一般講演(ポスター発表) P2-PC-396  (Poster presentation)

ヤギ除草における採食及び排泄が植生構造に与える影響
Effects of defoliation and urine deposition on vegetation structure in weeding by goats

*花岡凌太, 大黒俊哉(東大・農)
*Ryota HANAOKA, Toshiya OKURO(The University of Tokyo)

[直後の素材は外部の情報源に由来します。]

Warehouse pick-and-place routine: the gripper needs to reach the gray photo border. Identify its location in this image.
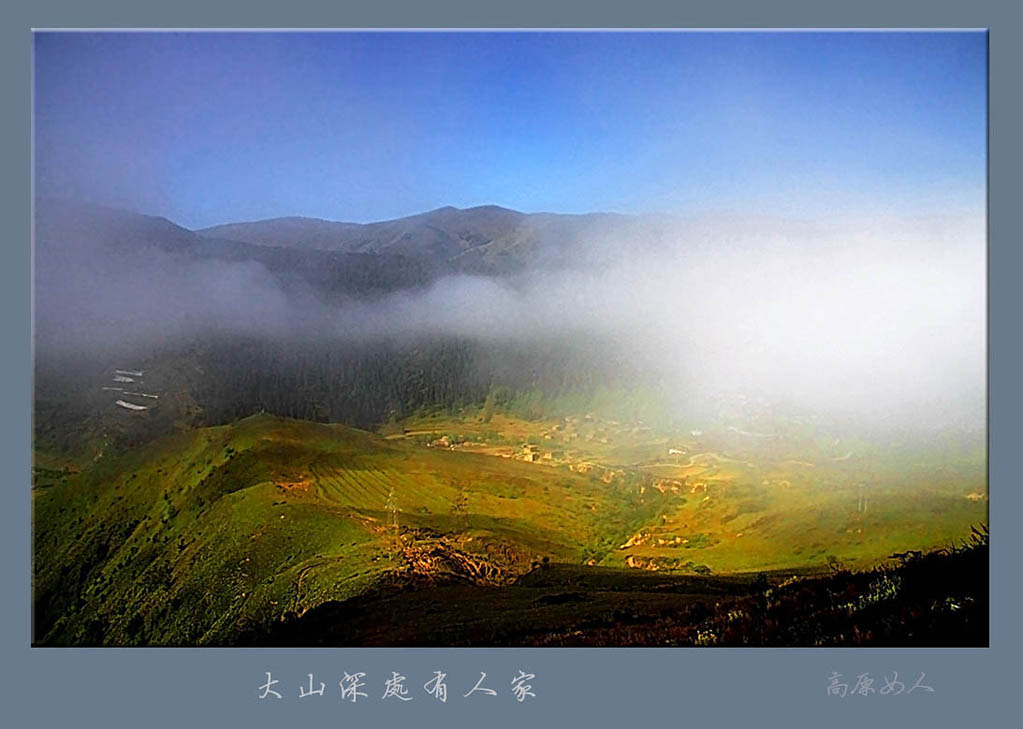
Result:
[0,0,1023,729]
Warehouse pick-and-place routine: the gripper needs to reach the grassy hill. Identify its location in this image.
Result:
[34,415,656,645]
[33,414,986,645]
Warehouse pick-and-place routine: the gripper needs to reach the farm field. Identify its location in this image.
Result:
[33,408,987,645]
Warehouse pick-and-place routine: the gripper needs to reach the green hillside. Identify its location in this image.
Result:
[34,415,652,645]
[33,414,987,645]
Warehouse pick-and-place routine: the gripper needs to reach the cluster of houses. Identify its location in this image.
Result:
[103,369,160,412]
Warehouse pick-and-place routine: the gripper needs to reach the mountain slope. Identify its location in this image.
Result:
[33,415,652,645]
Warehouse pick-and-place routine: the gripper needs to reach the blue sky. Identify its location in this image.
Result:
[35,32,987,228]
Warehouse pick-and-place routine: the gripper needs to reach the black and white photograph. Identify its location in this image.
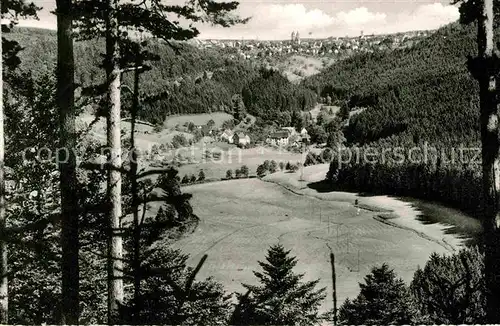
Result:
[0,0,500,326]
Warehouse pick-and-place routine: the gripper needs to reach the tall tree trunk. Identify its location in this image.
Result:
[0,21,9,324]
[57,0,80,324]
[477,0,500,323]
[106,0,123,324]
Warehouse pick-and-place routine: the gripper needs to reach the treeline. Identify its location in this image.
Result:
[324,145,482,216]
[242,69,317,121]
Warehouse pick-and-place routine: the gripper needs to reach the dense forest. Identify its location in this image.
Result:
[304,23,479,145]
[9,28,316,124]
[304,23,488,214]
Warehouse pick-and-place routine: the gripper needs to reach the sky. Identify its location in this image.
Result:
[15,0,459,40]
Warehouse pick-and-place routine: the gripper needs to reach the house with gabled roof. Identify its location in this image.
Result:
[233,132,250,146]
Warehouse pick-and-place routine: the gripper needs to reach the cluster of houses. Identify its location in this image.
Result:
[218,127,310,147]
[266,127,310,147]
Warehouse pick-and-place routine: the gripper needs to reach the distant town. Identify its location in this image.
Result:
[191,31,433,59]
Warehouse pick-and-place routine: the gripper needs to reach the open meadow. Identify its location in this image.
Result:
[164,112,233,128]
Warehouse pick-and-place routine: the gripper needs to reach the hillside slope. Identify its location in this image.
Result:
[303,23,479,144]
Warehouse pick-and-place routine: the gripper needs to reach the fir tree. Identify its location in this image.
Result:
[339,264,416,325]
[232,245,325,325]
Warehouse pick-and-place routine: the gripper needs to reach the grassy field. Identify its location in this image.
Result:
[175,166,476,310]
[276,55,335,83]
[164,112,233,128]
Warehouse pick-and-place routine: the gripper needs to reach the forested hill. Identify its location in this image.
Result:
[303,23,479,144]
[6,28,316,123]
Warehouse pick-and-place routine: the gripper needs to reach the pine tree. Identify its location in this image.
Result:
[232,244,325,325]
[257,164,267,178]
[57,0,80,324]
[410,247,486,325]
[339,264,416,325]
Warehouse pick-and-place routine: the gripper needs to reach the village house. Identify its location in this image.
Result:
[266,130,290,147]
[233,132,250,146]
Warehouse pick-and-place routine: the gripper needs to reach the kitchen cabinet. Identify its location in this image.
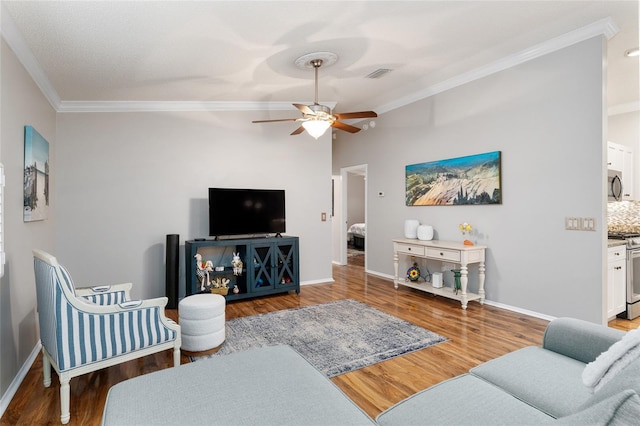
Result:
[607,245,627,318]
[607,141,635,200]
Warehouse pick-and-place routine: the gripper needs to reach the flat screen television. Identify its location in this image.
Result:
[209,188,286,237]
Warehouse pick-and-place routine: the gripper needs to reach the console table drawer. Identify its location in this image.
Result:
[427,247,460,262]
[397,243,424,256]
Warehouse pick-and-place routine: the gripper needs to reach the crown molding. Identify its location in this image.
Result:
[0,9,620,115]
[58,101,336,112]
[0,2,60,111]
[376,17,620,114]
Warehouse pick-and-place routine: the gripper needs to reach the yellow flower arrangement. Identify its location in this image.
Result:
[458,222,473,246]
[458,222,473,235]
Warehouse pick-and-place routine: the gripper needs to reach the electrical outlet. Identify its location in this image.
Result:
[582,217,596,231]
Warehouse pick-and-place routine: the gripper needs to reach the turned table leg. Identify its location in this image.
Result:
[393,251,398,290]
[478,262,485,305]
[460,264,469,309]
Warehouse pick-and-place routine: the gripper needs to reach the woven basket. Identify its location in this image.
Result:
[210,287,229,296]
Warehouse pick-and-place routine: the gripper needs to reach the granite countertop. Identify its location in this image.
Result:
[607,240,627,248]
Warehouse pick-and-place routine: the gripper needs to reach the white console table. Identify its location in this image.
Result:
[393,239,487,309]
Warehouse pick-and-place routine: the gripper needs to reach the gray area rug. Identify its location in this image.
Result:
[191,299,447,377]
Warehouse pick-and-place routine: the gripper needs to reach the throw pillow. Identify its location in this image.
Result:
[582,329,640,392]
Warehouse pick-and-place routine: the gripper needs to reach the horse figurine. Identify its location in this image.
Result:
[193,253,213,291]
[231,252,242,275]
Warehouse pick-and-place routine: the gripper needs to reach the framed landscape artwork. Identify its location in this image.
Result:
[23,126,49,222]
[405,151,502,206]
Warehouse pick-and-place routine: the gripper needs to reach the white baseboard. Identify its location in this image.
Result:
[366,270,556,321]
[0,340,44,417]
[300,277,335,286]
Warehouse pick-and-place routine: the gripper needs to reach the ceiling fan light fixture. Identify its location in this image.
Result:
[302,120,331,139]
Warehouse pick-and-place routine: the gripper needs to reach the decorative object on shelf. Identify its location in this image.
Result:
[209,277,229,296]
[404,219,420,239]
[231,253,242,276]
[458,222,473,246]
[193,253,213,291]
[209,287,229,296]
[451,269,462,294]
[431,272,443,288]
[405,151,502,206]
[417,225,433,241]
[407,262,420,282]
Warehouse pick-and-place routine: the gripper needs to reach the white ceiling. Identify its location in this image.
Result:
[2,0,640,118]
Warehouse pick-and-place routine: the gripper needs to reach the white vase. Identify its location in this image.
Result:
[404,219,420,239]
[416,225,433,241]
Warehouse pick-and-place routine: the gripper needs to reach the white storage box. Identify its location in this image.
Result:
[431,272,442,288]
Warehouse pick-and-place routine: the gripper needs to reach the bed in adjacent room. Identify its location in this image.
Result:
[347,223,366,250]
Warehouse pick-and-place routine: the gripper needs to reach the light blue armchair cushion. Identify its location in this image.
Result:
[470,346,591,418]
[557,389,640,426]
[34,259,177,371]
[102,346,374,426]
[542,318,625,364]
[581,360,640,410]
[376,374,555,426]
[83,291,127,305]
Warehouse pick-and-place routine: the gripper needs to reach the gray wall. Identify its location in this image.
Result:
[0,40,58,405]
[56,112,332,298]
[333,37,606,323]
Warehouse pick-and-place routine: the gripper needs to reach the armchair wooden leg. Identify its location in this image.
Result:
[42,348,51,388]
[60,373,71,424]
[173,347,180,367]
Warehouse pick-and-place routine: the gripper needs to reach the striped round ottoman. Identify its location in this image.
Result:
[178,294,225,352]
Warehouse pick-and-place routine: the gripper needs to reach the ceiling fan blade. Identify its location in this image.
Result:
[289,126,304,136]
[293,104,316,115]
[252,118,298,123]
[333,111,378,120]
[331,121,360,133]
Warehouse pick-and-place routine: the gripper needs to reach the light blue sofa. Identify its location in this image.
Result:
[102,318,640,426]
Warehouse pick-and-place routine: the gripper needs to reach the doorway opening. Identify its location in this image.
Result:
[341,164,367,269]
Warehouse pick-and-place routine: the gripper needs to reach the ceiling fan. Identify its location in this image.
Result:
[252,58,378,139]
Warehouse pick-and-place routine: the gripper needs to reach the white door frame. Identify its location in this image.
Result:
[340,164,369,271]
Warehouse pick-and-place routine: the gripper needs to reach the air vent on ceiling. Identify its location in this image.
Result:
[365,68,393,78]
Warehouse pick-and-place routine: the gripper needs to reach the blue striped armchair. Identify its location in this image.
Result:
[33,250,181,423]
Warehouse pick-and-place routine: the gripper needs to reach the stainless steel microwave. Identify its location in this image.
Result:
[607,170,622,201]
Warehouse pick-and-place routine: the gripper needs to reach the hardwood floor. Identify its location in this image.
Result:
[1,264,640,425]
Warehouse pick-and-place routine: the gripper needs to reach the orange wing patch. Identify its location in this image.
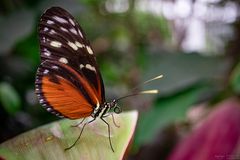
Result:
[42,76,93,119]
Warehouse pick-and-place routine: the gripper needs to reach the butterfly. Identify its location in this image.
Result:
[35,7,161,152]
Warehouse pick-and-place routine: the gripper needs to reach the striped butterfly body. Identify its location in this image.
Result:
[35,7,121,151]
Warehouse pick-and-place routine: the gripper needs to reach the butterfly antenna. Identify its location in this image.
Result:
[115,89,158,101]
[131,74,163,92]
[115,75,163,101]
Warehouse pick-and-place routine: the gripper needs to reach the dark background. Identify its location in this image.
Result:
[0,0,240,159]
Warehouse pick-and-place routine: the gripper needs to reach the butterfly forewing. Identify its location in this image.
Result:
[36,7,105,118]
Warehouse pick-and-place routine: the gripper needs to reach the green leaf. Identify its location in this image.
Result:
[0,82,21,115]
[0,10,34,53]
[230,63,240,93]
[142,53,227,96]
[134,86,211,147]
[0,111,138,160]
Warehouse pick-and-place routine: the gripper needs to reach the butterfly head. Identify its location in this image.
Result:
[106,99,122,114]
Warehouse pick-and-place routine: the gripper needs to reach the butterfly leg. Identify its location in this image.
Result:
[111,113,120,128]
[65,118,96,151]
[71,117,86,127]
[100,116,114,152]
[103,113,120,128]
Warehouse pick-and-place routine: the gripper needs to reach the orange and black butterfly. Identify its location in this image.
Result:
[35,7,160,151]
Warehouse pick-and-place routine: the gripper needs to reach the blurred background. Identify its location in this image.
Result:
[0,0,240,160]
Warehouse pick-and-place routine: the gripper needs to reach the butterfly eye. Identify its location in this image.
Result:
[113,106,122,114]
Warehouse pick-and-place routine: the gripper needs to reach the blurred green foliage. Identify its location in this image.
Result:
[0,0,240,160]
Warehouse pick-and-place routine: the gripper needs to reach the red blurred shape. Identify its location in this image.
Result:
[169,98,240,160]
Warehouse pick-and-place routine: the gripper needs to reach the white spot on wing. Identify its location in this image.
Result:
[75,41,84,48]
[50,41,62,48]
[87,46,93,54]
[43,69,49,74]
[52,66,58,69]
[53,16,68,23]
[47,20,54,24]
[42,37,46,43]
[49,29,56,34]
[43,52,51,57]
[80,64,84,69]
[78,29,83,38]
[68,41,78,51]
[43,27,48,32]
[86,64,96,71]
[70,28,77,35]
[59,57,68,64]
[68,18,75,26]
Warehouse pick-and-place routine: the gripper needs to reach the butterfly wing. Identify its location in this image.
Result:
[35,7,105,119]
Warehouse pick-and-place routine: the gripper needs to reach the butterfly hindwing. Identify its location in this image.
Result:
[36,7,105,118]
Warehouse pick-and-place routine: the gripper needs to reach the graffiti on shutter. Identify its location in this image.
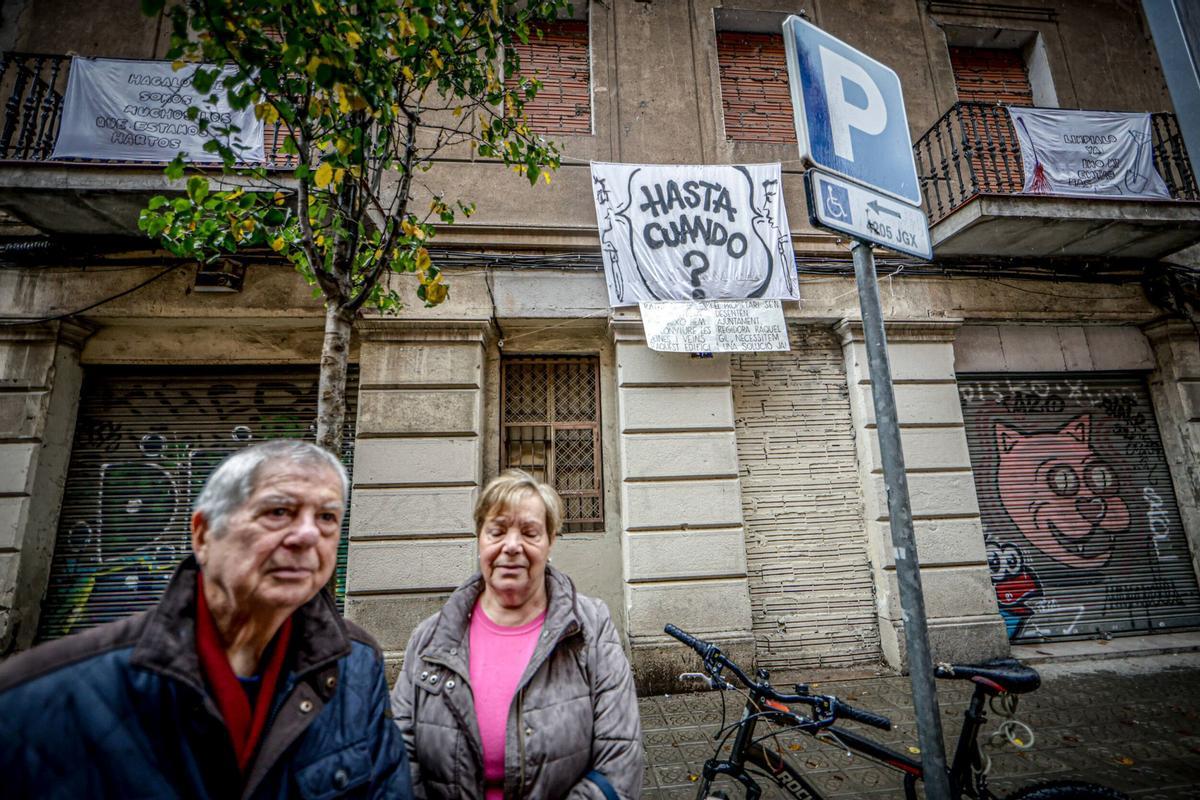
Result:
[732,327,881,669]
[959,374,1200,639]
[38,367,358,640]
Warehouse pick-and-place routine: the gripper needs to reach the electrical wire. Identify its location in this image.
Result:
[0,263,184,327]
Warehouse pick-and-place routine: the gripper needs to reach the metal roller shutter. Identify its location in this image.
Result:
[732,327,881,669]
[959,373,1200,640]
[38,367,358,640]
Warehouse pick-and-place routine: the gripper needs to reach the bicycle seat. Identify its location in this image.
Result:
[934,658,1042,694]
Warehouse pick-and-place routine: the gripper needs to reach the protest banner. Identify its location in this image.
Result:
[1008,107,1171,200]
[592,162,799,306]
[638,300,791,353]
[50,56,264,162]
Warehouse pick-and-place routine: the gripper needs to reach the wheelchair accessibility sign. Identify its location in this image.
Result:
[804,167,934,259]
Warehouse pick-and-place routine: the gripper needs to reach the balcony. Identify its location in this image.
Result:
[0,53,295,236]
[913,103,1200,259]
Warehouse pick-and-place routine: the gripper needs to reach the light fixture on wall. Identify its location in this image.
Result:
[192,258,246,291]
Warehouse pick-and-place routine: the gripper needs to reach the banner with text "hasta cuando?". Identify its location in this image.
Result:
[592,162,800,306]
[50,56,264,163]
[1008,107,1171,200]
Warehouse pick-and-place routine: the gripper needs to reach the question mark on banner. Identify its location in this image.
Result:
[683,249,708,300]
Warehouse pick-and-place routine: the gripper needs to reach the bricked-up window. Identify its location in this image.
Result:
[950,47,1033,193]
[510,19,592,134]
[500,355,604,534]
[950,47,1033,106]
[716,31,796,143]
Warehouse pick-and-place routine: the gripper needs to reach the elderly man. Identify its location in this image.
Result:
[0,440,412,799]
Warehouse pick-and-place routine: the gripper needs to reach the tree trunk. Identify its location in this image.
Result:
[317,305,353,458]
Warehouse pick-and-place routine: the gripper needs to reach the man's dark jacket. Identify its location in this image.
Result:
[0,559,412,800]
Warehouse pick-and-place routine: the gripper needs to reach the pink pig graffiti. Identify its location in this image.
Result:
[996,414,1129,569]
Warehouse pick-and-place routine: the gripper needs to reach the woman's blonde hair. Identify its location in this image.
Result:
[475,469,563,539]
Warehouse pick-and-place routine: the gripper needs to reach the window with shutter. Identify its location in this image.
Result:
[500,355,604,534]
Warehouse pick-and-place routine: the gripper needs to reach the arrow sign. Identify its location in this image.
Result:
[804,167,934,259]
[866,200,900,219]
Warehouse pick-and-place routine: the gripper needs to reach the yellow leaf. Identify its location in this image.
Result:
[254,103,280,125]
[313,162,334,188]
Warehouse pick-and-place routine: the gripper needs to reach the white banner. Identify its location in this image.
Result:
[50,56,264,162]
[638,300,791,353]
[1008,107,1171,200]
[592,163,800,306]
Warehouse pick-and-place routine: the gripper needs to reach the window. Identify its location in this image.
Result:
[716,31,796,144]
[950,47,1033,106]
[950,47,1033,193]
[509,19,592,136]
[500,355,604,534]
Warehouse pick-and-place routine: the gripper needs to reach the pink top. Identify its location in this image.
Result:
[470,603,546,800]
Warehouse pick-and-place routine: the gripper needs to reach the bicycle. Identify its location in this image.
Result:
[664,625,1128,800]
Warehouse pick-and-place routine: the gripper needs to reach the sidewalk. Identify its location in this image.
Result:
[640,652,1200,800]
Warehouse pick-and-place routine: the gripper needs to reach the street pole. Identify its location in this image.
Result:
[851,240,952,800]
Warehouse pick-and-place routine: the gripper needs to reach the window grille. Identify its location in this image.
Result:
[506,19,592,136]
[716,31,796,143]
[500,355,604,534]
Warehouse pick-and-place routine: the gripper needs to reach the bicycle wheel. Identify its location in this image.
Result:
[1004,781,1129,800]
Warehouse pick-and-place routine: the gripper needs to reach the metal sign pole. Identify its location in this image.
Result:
[851,239,950,800]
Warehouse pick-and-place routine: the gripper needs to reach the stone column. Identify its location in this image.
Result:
[346,320,490,670]
[1145,319,1200,587]
[612,320,754,692]
[836,320,1009,670]
[0,321,91,656]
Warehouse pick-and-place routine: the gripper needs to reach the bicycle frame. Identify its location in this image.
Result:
[697,685,996,800]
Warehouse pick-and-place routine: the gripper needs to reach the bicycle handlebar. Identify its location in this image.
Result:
[662,624,892,730]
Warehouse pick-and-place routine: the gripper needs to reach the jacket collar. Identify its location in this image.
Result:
[421,564,580,675]
[132,555,350,692]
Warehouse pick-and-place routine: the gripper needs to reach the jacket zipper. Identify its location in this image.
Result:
[517,686,524,798]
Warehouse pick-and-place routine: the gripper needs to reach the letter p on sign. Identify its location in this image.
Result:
[818,47,888,161]
[784,17,920,207]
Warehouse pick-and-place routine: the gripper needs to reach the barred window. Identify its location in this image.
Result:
[500,355,604,534]
[716,31,796,143]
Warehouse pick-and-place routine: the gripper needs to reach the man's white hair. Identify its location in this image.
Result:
[192,439,350,536]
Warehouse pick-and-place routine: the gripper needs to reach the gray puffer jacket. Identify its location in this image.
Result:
[391,566,644,800]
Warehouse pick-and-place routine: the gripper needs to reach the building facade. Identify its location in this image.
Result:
[0,0,1200,688]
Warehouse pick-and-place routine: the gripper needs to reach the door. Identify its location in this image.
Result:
[38,367,358,640]
[732,327,881,669]
[959,373,1200,640]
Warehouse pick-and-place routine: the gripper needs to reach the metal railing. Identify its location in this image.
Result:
[0,53,296,169]
[913,103,1200,224]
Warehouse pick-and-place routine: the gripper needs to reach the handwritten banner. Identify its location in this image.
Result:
[592,163,799,306]
[638,300,791,353]
[1008,107,1171,200]
[50,58,264,162]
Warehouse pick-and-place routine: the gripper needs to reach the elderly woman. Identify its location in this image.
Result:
[391,470,644,800]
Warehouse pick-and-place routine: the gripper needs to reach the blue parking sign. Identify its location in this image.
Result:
[784,17,920,206]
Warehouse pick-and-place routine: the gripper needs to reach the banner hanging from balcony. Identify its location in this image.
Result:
[1008,107,1171,200]
[592,163,800,306]
[50,56,264,162]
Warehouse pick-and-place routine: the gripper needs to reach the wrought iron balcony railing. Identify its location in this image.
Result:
[913,103,1200,224]
[0,53,296,169]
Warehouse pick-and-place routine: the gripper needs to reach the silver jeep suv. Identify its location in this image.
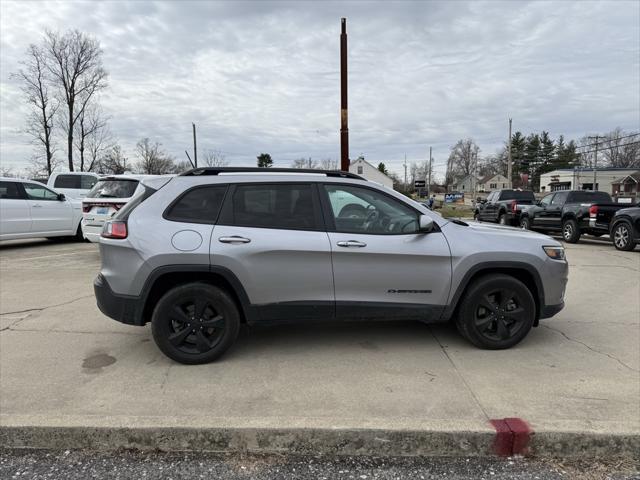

近年、環境負荷や人的労力等に配慮した除草手法として草食家畜の活用が注目されている。草食家畜の行動は主に採食・移動(踏圧)・排泄からなり、これらの要因が複合的に作用しながら植生に影響を与える。本研究では、家畜行動と植生との関係に関する知見が不足しているヤギを対象に、その採食及び排泄が植生構造に与える影響を検討することを目的とし、放牧を模擬的に再現する野外操作実験を行った。東京大学附属牧場(茨城県笠間市)内のヤギ放飼場の一画に禁牧区を作成し、放牧の再現処理を行った。処理は、園芸用はさみによる刈取りと、窒素・リン・カリウムを液肥で供給する施肥で、刈取り高度・刈取り頻度・施肥量に段階を設定した。これらの単一または組み合わせ処理を2019年8月から10月まで行い、禁牧区および放牧区において、2019年7月から10月まで毎月植生調査を実施した。処理による植生量への影響を一般化線形モデル(GLM)、季節的な植生変動について主成分分析(PCA)、処理による植生への影響について冗長分析(RDA)を用いて解析した。その結果、乾重を応答変数、各処理項目を説明変数としたGLM解析では、刈取り高度が負の影響、刈取り頻度が正の影響を与えることを示した(P<0.05)。PCAによる序列化では、第1軸について月ごとにプロット群が分かれ、季節による変動を示した。RDAの結果、刈取り高度、刈取り頻度、高度と頻度の交互作用、頻度と施肥の交互作用が有意に植生を傾向づける処理になることが示された(P<0.01)。また、これらの処理項目は。地際刈り区および放牧区と相関を示し、植物機能群については分枝型やセミロゼット型など草高が低くなるタイプと相関を示した。以上より、ヤギ放牧において植生構造により大きな影響を与える要因は、採食(刈取り)であり、地際刈りに近い除去能力を有することが示唆された。また、排泄による施肥効果は、採食と組み合わせることで発現する可能性が示された。